Bière spéciale

[Série spéciale bière – 1/2]  Entre septembre et octobre, Arnaud Laconte nous partage son avis et son expertise sur la bière. Dans cet article, il dénonce la différence de prix appliquée aux bières « spéciales » en Belgique qui a, selon lui, plusieurs conséquences.

Les bières « spéciales » en Belgique

En Belgique, nous considérons comme « spéciale » toute bière issue de fermentation haute. Par opposition à la bière de fermentation basse, type lager ou pils (références avec Jupiler, Stella, Maes et consorts …). Nous appelons « spéciales » l’ensemble des autres catégories de bières, à savoir celles de fermentation haute.

Indépendamment de sa typologie, que la bière soit blonde de fermentation haute, IPA, blanche encore stout, celle-ci est « spéciale » dans notre pays. La tarification liée à ce statut particulier étant, bien entendu, adaptée. Nous paierons volontiers nettement plus pour une bière spéciale que pour une pils roturière.
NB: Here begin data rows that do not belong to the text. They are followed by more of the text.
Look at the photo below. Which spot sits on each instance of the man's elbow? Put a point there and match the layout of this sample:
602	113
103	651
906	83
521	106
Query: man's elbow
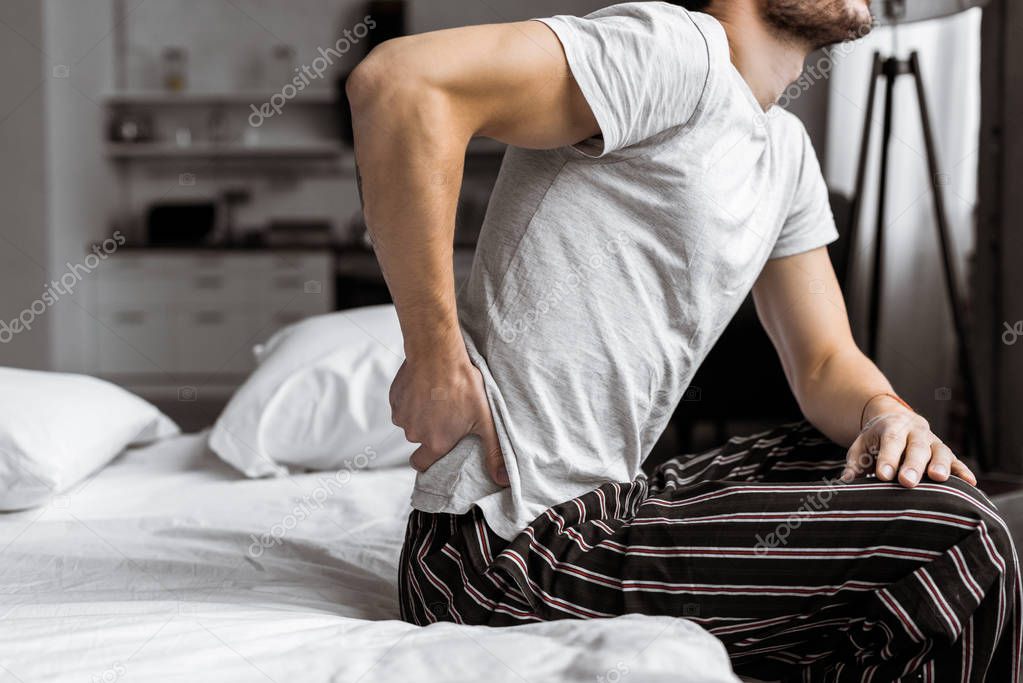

Cette vision pour le moins manichéenne du marché belge n’est pas sans conséquence. Elle clive le consommateur en laissant d’un côté le buveur de pils traditionnel et de l’autre le dégustateur/amateur de bières spéciales. Chacun avec ses budgets et son ouverture individuelle à l’innovation. Je caricature à peine.

Une question d’innovation

Or, c’est précisément d’innovation dont il est question. Imaginons un marché dans lequel cette frontière pils/spéciales n’existerait pas. Imaginons un marché dans lequel toutes les typologies seraient vendues à peu près au même prix. Ce serait un marché où la lager serait une catégorie comme une autre parmi l’IPA, le stout, la blonde, la brune ou encore la blanche.

Dans un tel cas de figure, l’innovation brassicole ne toucherait plus une élite encline à la découverte mais tout un chacun. Ceci décuplerait la demande pour des bières spéciales et stimulerait fortement l’innovation, avec, à la clé, la création de micro-brasseries et d’emploi locaux ainsi qu’un essor du patrimoine culturel brassicole.

Ce type de marché existe, notamment outre-atlantique et dans plusieurs pays anglo-saxons. Je me réjouis du jour où la bière spéciale deviendra la norme en Belgique et non un marché de niche loin de la production de masse. Je me réjouis du jour ou la pils deviendra une sorte de spéciale.

Avec l’essor de l’éducation brassicole, l’attrait croissant du public pour le patrimoine culturel de la bière et, surtout, la tendance qu’ont les brasseries à produire de moins en moins de bières fortes en alcool, j’ai bon espoir que cette vision uniforme du marché arrive bientôt chez nous. Reste à savoir si les prix s’harmoniseront. Et si oui, dans quel sens. Là est toute la question.